The 39.15mm anniversary edition, made of platinum, is inspired by the aesthetics of the original model with the exception that its inner working was completely reworked. From now on, the self-winding calibre is certified chronometer by the COSC (the Official Swiss Chronometer Testing Institute) and guarantees an accuracy of +/-2 seconds a day. With a power reserve of about 72 hours, it is also equipped with a balance wheel, adjustment screws and a Breguet balance spring. To allow the wearer to set the watch down to the second, a stop-second mechanism was added and the balance axis is now equipped with spring shock absorbers for an optimal shock-resistance.

The sapphire case back reveals delicate bridges adorned with a brick guilloche motif that evokes the manufacture’s frontage.
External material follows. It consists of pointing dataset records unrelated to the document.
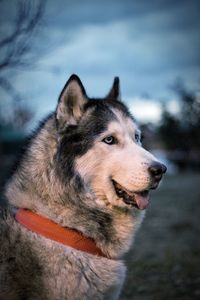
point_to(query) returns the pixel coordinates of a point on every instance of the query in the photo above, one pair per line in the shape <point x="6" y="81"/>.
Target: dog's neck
<point x="49" y="229"/>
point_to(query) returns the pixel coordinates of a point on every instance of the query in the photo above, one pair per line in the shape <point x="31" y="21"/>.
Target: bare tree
<point x="17" y="50"/>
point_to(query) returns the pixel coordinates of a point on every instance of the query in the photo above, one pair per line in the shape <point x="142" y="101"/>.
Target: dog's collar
<point x="55" y="232"/>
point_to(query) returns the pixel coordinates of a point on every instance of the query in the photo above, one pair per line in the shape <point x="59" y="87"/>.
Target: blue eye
<point x="110" y="140"/>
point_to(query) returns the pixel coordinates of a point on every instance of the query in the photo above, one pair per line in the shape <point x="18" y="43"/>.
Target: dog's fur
<point x="66" y="175"/>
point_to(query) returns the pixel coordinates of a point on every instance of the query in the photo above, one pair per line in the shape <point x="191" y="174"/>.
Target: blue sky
<point x="148" y="44"/>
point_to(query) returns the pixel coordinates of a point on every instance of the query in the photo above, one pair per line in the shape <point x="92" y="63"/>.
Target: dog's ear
<point x="115" y="90"/>
<point x="70" y="104"/>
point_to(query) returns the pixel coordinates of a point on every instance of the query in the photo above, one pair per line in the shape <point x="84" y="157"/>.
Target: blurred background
<point x="154" y="47"/>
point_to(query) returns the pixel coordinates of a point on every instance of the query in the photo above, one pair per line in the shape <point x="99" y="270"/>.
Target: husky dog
<point x="85" y="171"/>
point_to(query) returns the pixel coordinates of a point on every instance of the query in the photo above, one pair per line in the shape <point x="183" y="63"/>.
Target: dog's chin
<point x="131" y="199"/>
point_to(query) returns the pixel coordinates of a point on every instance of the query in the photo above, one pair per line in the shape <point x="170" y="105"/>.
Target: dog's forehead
<point x="128" y="124"/>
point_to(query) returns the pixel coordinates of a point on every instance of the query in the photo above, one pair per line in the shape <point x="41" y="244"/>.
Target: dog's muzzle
<point x="156" y="171"/>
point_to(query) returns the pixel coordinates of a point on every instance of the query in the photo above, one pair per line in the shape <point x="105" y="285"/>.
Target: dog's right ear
<point x="70" y="104"/>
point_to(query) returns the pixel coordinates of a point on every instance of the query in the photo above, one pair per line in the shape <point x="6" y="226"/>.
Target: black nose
<point x="157" y="169"/>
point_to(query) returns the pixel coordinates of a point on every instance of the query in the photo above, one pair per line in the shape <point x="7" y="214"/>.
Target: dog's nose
<point x="157" y="169"/>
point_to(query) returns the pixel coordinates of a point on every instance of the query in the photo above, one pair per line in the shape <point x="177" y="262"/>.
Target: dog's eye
<point x="110" y="140"/>
<point x="137" y="137"/>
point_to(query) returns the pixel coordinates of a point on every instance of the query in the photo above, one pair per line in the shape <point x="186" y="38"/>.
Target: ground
<point x="165" y="260"/>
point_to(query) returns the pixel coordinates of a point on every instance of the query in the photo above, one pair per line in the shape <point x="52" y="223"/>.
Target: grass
<point x="165" y="260"/>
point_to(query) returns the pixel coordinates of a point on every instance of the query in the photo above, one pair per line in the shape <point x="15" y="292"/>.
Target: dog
<point x="75" y="201"/>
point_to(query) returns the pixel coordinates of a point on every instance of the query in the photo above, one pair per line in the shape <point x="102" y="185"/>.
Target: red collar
<point x="55" y="232"/>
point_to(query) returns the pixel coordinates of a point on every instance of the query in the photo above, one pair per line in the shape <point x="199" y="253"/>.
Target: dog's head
<point x="100" y="142"/>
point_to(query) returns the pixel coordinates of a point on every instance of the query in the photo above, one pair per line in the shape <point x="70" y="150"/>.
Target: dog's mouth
<point x="139" y="200"/>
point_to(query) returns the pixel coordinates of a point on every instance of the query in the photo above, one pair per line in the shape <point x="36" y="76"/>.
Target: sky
<point x="148" y="44"/>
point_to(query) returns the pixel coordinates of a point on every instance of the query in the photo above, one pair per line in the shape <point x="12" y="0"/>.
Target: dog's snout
<point x="157" y="169"/>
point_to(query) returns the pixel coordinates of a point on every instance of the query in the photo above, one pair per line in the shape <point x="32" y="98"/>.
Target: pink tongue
<point x="142" y="199"/>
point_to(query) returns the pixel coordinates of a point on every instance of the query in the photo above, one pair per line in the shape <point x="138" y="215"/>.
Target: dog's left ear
<point x="115" y="90"/>
<point x="70" y="104"/>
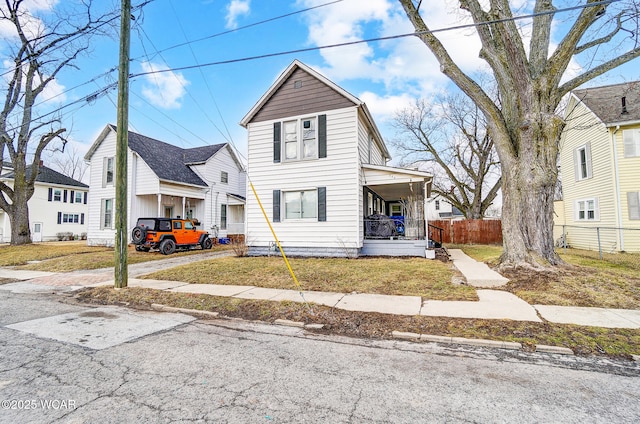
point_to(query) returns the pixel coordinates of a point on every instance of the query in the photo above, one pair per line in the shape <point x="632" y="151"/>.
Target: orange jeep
<point x="168" y="234"/>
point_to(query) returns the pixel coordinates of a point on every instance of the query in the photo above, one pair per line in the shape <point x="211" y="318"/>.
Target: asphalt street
<point x="229" y="371"/>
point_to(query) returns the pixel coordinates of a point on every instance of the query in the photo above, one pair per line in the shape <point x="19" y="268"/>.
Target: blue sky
<point x="203" y="105"/>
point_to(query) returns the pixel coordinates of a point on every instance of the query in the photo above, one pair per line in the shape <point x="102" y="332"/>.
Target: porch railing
<point x="394" y="227"/>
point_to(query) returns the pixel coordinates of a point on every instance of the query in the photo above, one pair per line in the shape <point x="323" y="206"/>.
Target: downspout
<point x="616" y="177"/>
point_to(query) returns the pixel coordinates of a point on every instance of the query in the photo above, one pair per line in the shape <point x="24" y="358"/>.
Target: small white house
<point x="437" y="207"/>
<point x="319" y="167"/>
<point x="205" y="183"/>
<point x="58" y="205"/>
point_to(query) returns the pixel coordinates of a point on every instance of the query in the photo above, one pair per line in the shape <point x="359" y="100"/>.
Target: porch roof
<point x="396" y="183"/>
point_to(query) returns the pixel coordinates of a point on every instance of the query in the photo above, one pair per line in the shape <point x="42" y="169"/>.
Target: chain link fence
<point x="612" y="244"/>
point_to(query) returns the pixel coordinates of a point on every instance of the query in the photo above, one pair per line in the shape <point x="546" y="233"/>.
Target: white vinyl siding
<point x="301" y="204"/>
<point x="633" y="204"/>
<point x="338" y="172"/>
<point x="631" y="139"/>
<point x="108" y="166"/>
<point x="106" y="214"/>
<point x="582" y="162"/>
<point x="587" y="210"/>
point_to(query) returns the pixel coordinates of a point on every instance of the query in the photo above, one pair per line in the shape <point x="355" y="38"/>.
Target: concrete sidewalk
<point x="492" y="304"/>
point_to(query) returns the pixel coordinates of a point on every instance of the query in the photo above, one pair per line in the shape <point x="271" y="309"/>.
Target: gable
<point x="301" y="93"/>
<point x="606" y="102"/>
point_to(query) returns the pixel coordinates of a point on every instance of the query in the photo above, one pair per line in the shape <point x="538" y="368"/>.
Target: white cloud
<point x="54" y="91"/>
<point x="235" y="9"/>
<point x="384" y="108"/>
<point x="31" y="25"/>
<point x="404" y="65"/>
<point x="163" y="89"/>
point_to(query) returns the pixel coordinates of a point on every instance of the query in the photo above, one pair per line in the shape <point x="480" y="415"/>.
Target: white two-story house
<point x="205" y="183"/>
<point x="319" y="168"/>
<point x="57" y="209"/>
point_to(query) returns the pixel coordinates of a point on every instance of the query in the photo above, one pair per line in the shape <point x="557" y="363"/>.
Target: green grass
<point x="74" y="256"/>
<point x="406" y="276"/>
<point x="20" y="255"/>
<point x="610" y="283"/>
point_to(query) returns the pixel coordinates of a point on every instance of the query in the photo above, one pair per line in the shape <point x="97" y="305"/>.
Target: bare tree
<point x="450" y="138"/>
<point x="525" y="127"/>
<point x="40" y="46"/>
<point x="70" y="162"/>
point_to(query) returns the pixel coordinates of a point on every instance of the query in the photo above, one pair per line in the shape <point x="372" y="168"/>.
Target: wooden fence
<point x="468" y="231"/>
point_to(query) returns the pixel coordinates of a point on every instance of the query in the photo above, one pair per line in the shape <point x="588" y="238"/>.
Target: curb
<point x="298" y="324"/>
<point x="477" y="342"/>
<point x="164" y="308"/>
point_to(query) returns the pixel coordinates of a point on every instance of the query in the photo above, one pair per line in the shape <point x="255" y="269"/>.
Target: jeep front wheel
<point x="167" y="247"/>
<point x="207" y="243"/>
<point x="138" y="235"/>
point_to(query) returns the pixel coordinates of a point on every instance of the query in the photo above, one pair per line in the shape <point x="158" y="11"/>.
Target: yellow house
<point x="600" y="169"/>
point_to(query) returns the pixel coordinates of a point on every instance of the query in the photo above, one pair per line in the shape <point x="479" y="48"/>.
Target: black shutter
<point x="322" y="136"/>
<point x="276" y="141"/>
<point x="322" y="204"/>
<point x="276" y="205"/>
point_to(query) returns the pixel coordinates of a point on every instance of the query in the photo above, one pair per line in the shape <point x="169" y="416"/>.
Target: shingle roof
<point x="170" y="162"/>
<point x="606" y="102"/>
<point x="48" y="175"/>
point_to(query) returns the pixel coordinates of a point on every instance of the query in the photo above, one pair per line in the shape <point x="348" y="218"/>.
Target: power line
<point x="250" y="58"/>
<point x="369" y="40"/>
<point x="275" y="18"/>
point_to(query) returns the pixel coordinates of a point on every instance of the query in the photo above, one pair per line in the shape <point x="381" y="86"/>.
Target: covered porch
<point x="394" y="221"/>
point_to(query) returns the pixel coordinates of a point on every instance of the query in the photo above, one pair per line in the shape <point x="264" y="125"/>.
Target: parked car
<point x="169" y="234"/>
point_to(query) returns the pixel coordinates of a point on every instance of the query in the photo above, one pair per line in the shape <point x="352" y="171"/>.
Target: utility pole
<point x="121" y="242"/>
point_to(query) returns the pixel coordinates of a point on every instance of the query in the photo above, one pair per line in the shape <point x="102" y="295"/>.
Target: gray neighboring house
<point x="205" y="183"/>
<point x="59" y="205"/>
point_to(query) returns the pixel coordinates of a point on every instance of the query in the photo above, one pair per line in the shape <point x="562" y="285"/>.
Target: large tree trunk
<point x="529" y="176"/>
<point x="20" y="231"/>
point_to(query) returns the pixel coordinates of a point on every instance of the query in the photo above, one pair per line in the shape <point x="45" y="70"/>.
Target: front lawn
<point x="75" y="255"/>
<point x="394" y="276"/>
<point x="613" y="282"/>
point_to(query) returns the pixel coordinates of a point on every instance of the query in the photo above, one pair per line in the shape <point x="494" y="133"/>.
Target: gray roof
<point x="49" y="176"/>
<point x="169" y="162"/>
<point x="606" y="102"/>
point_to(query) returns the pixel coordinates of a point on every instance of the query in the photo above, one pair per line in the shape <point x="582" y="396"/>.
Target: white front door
<point x="37" y="232"/>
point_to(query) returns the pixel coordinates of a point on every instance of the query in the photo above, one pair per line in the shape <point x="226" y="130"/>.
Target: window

This pattern can also be found on the edge of the dial, ringed by a rail-track minute circle made of 40 incredibly fine white gold pearls. But the centre of the dial, with its deep blue bottom made of lapis lazuli dotted with golden pyrite, is also worth observing. The seconds counter, located at 6 o’clock, is made of mother-of-pearl. This new edition is delivered with 3 interchangeable straps: a dark blue alligator leather strap, a black calfskin leather strap and a blue “Saffiano” calfskin leather strap, slightly textured. Please note that an exclusive alternative 7-stranded platinum bracelet is available, only on request.

€52,900
See the details of the G.F.J Calibre 135 watch
The exclusive box set

The exclusive box set with the 3 watches: €65,000 / plus the G.F.J. model: €117,900
Icing on the plate – A gorgeous exclusivity coming from far far away
Presented in exclusivity in our video, straight from another universe, this stainless-steel Chronomaster Sport Meteorite features alluring details: a unique meteorite dial and a black ceramic bezel, displaying a 10th of a second indicator.

It is powered by the self-winding movement El Primero 3600, a high-frequency chronograph – 36,000 vibrations per hour, being 5Hz – with a column wheel. It can measure the 10th of a second thanks to the central hand that can perform a full rotation in 10 seconds. The 60-second and 60-minute counters are respectively located at 3 and 6 o’clock, with a small seconds hand at 9 o’clock, and a subtle date aperture at 4:30 o’clock.

This instrument, water-resistant to 100 meters, is a time-keeper as well as an eternity-keeper, thanks to the meteorite fragment nested at its heart. With a power reserve of 60 hours, its hands and indices are also rhodium-plated, faceted and coated in Super-LumiNova, for perfect legibility. Last but not least, a stainless-steel bracelet with a deployment buckle, that completes the look of this everlasting timepiece.